04 Janeiro 2024
"Aos altos salários, multiplicam-se os penduricalhos que conduzem aos privilégios, benesses de vária natureza. Em torno dos mais fortes, seja pelo dinheiro ou pelo poder, fecha-se o círculo de aço, onde um punhado de milionários e bilionários disputam o ranking jornalístico de quem possui a maior fortuna. Ao legalizar as fortunas hereditárias, direta ou indiretamente admite-se que o poder político passe com naturalidade de pai para filho, e deste para o neto, e assim sucessivamente", escreve Pe. Alfredo J. Gonçalves, CS, Assessor do Serviço Pastoral dos Migrantes - SPM/São Paulo.
O ex-presidente Donald Trump segue a todo vapor com sua pré-candidatura para voltar à presidência dos Estados Unidos. O Tribunal superior do Colorado, porém, o declarou inelegível. Os demais estados ou a Suprema Corte do país poderão fazer o mesmo? Aconteça o que acontecer, o exemplo dos EUA, maior e mais poderosa democracia do planeta (entre outras que poderiam ser nomeadas), coloca em xeque a própria prática democrática. A pergunta torna-se oportuna e fundamental: até que ponto os três poderes democráticos – Legislativo, Judiciário e Executivo – serão capazes de encontrar respostas para os desafios, contrastes e contradições do mundo contemporâneo, onde a o poder da Internet ocupa tamanho e tão decisivo raio de ação? O que teria a dizer sobre isso Alexis de Tocqueville, o autor d’ A Democracia na América?

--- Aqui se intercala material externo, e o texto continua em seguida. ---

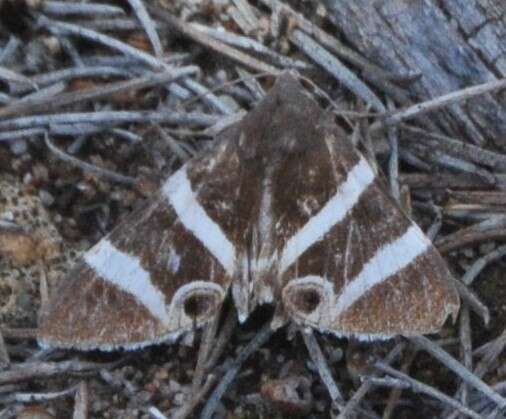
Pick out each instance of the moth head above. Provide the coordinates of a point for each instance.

O certo é que o regime democrático nasceu, cresceu e se consolidou juntamente com o sistema de produção capitalista, o qual, por sua vez, especialmente nas últimas décadas, vem provocando enormes e escandalosas assimetrias sociais. Para usar a frase do Papa João Paulo II, em visita ao México, por volta dos anos de 1980, “os ricos se tornam cada vez mais ricos às custas dos pobres cada vez mais pobres”. Os dados, tabelas, análises e conclusões do economista francês Thomas Piketty dão prova de que profundas desigualdades socioeconômicas veem marcando as últimas décadas do século XX e primeiras do século XXI. Segundo ele, cresce de maneira exponencial e espantosa a discrepância entre o pico e os andares inferiores da pirâmide social. A curva dessa desigualdade se acentua de tal forma, que não é possível esticar a corda por muito tempo. O sistema de produção se revela autofágico e, como alertavam os economistas clássicos, cava a própria cova. O aquecimento global é apenas o sintoma mais sensível desse avanço predatório.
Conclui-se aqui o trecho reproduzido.